Table 1. Individual processor utilization for a task sets of different size using MACO in a single trail

PE\tasks	5	10	15	20	25
10	0.326	0.652	0.978	1	1
15	0.217	0.434	0.333	0.859	1
20	0.163	0.326	0.489	0.652	0.815
25	0.026	0.083	0.125	0.167	0.208
30	0.0195	0.065	0.097	0.134	0.163

Table 2. Individual processor utilization for a task set of size = 150 using MACO

Processor	Trail 1	Trail2	Trail3	Trail 4	Trail5	Trail6	Trail7	Trail8	Trail9	Trail 10	Avg Utilization
1	0.656	0.700	0.885	0.406	0.763	0.773	0.298	0.364	0.573	0.364	0.578
2	0.582	0.674	0.663	0.842	0.686	0.548	0.466	0.721	0.478	0.364	0.466
3	0.395	0.671	0.289	0.695	0.734	0.704	0.824	0.710	0.562	0.601	0.824
4	0.670	0.313	0.689	0.590	0.562	0.549	0.705	0.714	0.788	0.689	0.705
5	0.428	0.729	0.593	0.659	0.788	0.601	0.669	0.278	0.818	0.593	0.669
6	0.417	0.524	0.605	0.644	0.351	0.535	0.653	0.818	0.590	0.605	0.653
7	0.742	0.524	0.410	0.466	0.466	0.337	0.466	0.321	0.788	0.410	0.466
8	0.688	0.780	0.584	0.367	0.538	0.328	0.513	0.590	0.705	0.584	0.513

The basic ACO algorithm increases the overhead of task at runtime and its lack of rapid adaptivity.

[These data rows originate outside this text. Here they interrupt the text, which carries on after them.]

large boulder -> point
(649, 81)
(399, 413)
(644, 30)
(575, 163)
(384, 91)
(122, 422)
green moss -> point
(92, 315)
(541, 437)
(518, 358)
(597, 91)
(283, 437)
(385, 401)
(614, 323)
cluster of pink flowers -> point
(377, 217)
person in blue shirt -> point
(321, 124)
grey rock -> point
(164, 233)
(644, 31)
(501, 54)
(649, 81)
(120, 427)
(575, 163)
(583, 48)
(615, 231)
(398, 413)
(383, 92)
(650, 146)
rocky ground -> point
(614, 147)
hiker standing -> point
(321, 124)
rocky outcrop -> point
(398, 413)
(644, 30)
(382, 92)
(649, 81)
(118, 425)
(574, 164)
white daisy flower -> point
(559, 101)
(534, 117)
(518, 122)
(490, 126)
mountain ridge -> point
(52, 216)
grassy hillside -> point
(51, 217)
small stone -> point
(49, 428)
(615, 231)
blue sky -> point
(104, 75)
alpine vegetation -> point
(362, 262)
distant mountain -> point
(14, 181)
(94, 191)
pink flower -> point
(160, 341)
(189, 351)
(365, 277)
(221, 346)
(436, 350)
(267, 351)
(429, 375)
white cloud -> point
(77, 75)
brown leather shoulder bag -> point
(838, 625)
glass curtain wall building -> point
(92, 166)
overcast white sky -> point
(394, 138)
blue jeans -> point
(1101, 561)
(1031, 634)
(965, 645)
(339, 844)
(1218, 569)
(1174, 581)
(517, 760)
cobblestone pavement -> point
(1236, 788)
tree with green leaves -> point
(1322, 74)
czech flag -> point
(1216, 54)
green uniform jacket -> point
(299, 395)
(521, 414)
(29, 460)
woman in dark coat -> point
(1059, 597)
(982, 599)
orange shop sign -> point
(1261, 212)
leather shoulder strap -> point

So, it increases execution time and decreases the convergence rate. So, MACO algorithm is utilized to overcome these problems. Also it won’t take into account about individual processors in a machine and leaves some idle processors in VM, therefore leads in reducing efficiency of virtual machine and hence its followed by many enhancements to get more efficient ACO which is a Modified ACO (MACO) algorithm.

• VI.    Conclusion

In this paper, MACO algorithm was used for achieving TS with reduced makespan in a cloud environment. A drawback of ACO algorithm is that makespan value may not vary throughout the runtime and bit slow convergence time. So now MACO adopted for solving this problem and to improve the convergence speed. ACO also utilizes random amount of pheromone assigned to virtual machines but in our MACO deliberate amount of pheromone according to the efficiency of corresponding virtual machine only will be allocated to make better attraction to effective VM. The experimental results showed that the MACO reduced the makespan effectively and also achieved the MOTS process efficiently. The plan execution evaluated in the cloudsim framework. The proposed method achieved a better result in terms of reduction of makespan and balancing the load. Whether the sizes of the tasks are same or not, MACO can handle all conditions. MACO gave better performance compared to the basic ACO, GA, PSO. In future, the cloud framework is also improved to handle varying behaviour of VMs along with allocation to schedule cloudlets.